Which is better: an ultrasound or a CT scan for gallstones?

Ultrasound is significantly superior. Because gallstones are often composed of cholesterol, they do not block X-rays effectively and can be invisible (radiolucent) on a CT scan. Ultrasound relies on sound reflection from the stone’s physical interface, making it the most accurate test for detecting gallbladder stones.

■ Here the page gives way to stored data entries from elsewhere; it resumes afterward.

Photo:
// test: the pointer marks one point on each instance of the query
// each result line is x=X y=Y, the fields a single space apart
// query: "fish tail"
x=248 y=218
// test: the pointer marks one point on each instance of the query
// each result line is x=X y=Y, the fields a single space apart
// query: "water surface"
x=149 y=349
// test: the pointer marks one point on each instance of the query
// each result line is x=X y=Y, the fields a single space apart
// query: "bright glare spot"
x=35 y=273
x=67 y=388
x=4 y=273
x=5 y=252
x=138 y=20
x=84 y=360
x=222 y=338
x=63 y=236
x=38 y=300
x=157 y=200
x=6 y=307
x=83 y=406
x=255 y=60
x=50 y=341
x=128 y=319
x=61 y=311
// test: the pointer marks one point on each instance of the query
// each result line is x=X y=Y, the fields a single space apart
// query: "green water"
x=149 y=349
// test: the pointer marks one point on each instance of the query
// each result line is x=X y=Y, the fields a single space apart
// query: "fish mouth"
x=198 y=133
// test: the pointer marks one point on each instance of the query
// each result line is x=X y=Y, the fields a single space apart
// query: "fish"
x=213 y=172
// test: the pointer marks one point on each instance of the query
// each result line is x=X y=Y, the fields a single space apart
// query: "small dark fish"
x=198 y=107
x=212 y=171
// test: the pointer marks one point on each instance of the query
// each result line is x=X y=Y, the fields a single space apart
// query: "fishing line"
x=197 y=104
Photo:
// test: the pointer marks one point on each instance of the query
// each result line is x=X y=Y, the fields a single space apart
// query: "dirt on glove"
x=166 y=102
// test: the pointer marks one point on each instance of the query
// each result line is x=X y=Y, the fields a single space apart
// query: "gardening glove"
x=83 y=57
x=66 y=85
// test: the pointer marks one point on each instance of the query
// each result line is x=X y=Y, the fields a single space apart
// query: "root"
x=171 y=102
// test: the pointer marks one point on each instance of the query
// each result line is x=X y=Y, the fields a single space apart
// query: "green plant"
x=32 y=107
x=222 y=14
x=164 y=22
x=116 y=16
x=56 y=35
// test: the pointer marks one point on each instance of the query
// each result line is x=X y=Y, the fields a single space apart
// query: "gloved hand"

The HIDA scan involves a minimal amount of radioactive tracer, roughly equivalent to or less than a standard X-ray or CT scan. The tracer has a short half-life (6 hours) and is rapidly cleared from the body through the biliary and renal systems, making it a safe and highly effective test for assessing gallbladder function.

MRCP is a diagnostic imaging test (MRI) used purely to “look” at the bile ducts non-invasively. ERCP is a therapeutic invasive procedure involving a tube passed down the throat, used primarily to “act” (remove stones, place stents). We typically use MRCP to confirm the diagnosis and ERCP only if intervention is required.

While ultrasound confirms the anatomy (the presence of rocks), blood tests reveal the physiology (the impact on the liver). Elevated liver enzymes (such as bilirubin or ALP) indicate whether a stone has escaped the gallbladder and blocked the common bile duct, which significantly changes the urgency and type of surgery required.

Yes, biliary sludge appears on ultrasound as a low-amplitude echo pattern that layers in the dependent (bottom) part of the gallbladder. Unlike stones, it does not cast a hard acoustic shadow and moves slowly like a viscous fluid (a “fluid-fluid level”) when the patient changes position.